Fin del puerperio social
Ahora que el calor aprieta y las terrazas están llenas, las calles recuperan sus sonidos, hay colas en las tiendas de ropa, vuelven los atascos de fin de semana, y las agendas están otra vez llenas de citas y compromisos, a veces cuesta creer lo que ha pasado. Es como una leve sensación de irrealidad que asalta de repente: demasiado en tan poco tiempo, pero también demasiada prisa por la normalidad, sin apenas espacio para la digestión de lo vivido.
El confinamiento, con su aislamiento, ha sido un puerperio social: las ciudades vacías y silenciosas, la vida adentro, los ritmos enlentecidos y trastocados, las noches de incertidumbre y de insomnio. Un tiempo loco que mezcla angustia y cansancio con momentos delicados en los que piensas, como una revelación, que, en realidad, no hay nada tan importante como lo que sucede ahí dentro, delante de ti, al lado de ti.
El puerperio es, en cierta medida, un aislamiento: en pocos momentos sientes con tanta fuerza la brecha entre el ritmo y las necesidades de afuera -lo que ves en la tele, el trabajo, la familia, los amigos, los bares, tus propias expectativas- y la vida propia, abierta en canal de repente por un ser nuevo, con todos los cambios, también existenciales, a cuestas. Es también un aislamiento interno, un periodo en el que cuesta sacar el sentir propio con toda su fuerza, en el que cuesta renunciar a ese afuera y en el que cuesta esperar.
Como escribe la periodista argentina Luciana Peker, la cuarentena parece excepcional pero se parece al puerperio: “Y justamente a la singularidad de cómo lo viven las madres: nunca igual”. El aislamiento obligatorio de la cuarentena ha sido ese puerperio en el que todo el mundo se ha visto obligado a lidiar con sus sombras, a escuchar el silencio y a esperar, aunque cada cual a su manera y con sus fantasmas.

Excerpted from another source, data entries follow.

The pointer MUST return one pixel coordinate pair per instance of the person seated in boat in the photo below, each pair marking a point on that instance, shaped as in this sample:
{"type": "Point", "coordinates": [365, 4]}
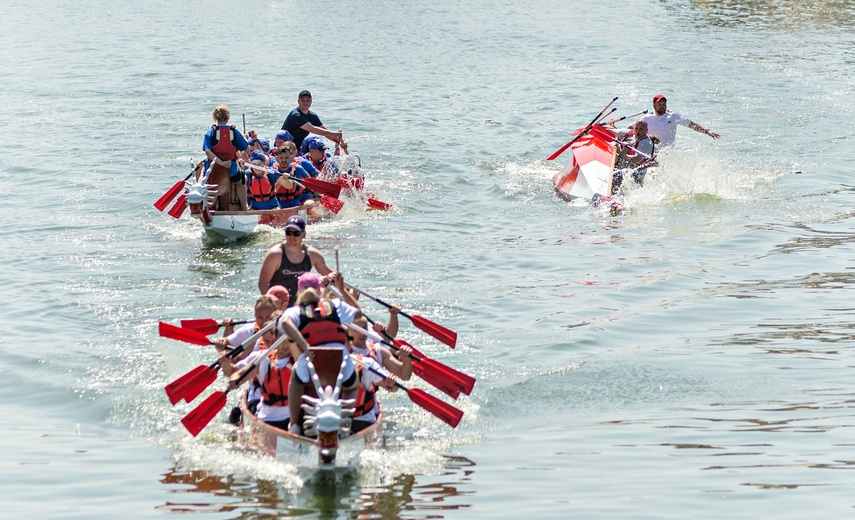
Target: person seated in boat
{"type": "Point", "coordinates": [636, 153]}
{"type": "Point", "coordinates": [288, 193]}
{"type": "Point", "coordinates": [317, 322]}
{"type": "Point", "coordinates": [267, 396]}
{"type": "Point", "coordinates": [265, 306]}
{"type": "Point", "coordinates": [367, 406]}
{"type": "Point", "coordinates": [221, 145]}
{"type": "Point", "coordinates": [285, 262]}
{"type": "Point", "coordinates": [260, 184]}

Y como en un puerperio hay quien espera que de la noche a la mañana todo siga igual. Venga, date prisa, corre. Qué agotamiento: todo el rato acelerando los momentos que nos toca vivir, sobre todo cuando no cuadran con ese ritmo vertiginoso del 'hay que hacer todo el rato cosas', 'hay que ser productiva', 'hay que aprovechar el tiempo'. Yo también soy así: me he cansado de eso, pero al mismo tiempo me cuesta salir de la rueda y el desconfinamiento no ayuda.
Porque en lugar de aprender de lo vivido da la sensación de que nos deslicemos, una vez más, por la pendiente de lo rápido, lo inevitable, 'lo normal'. Vuelve a costar distinguir qué es lo que una necesita y qué es lo que el mundo espera porque todo se ha puesto en marcha veloz y parece que se trate de caminar rápido hacia la 'normalidad', casi sin tiempo ni espacio para ver cómo estamos, qué necesitamos individual y colectivamente, cómo vamos a procesar todo lo que nos ha pasado.
Porque, como cuando transitas un puerperio, nada nunca vuelve a ser igual que antes, o no exactamente.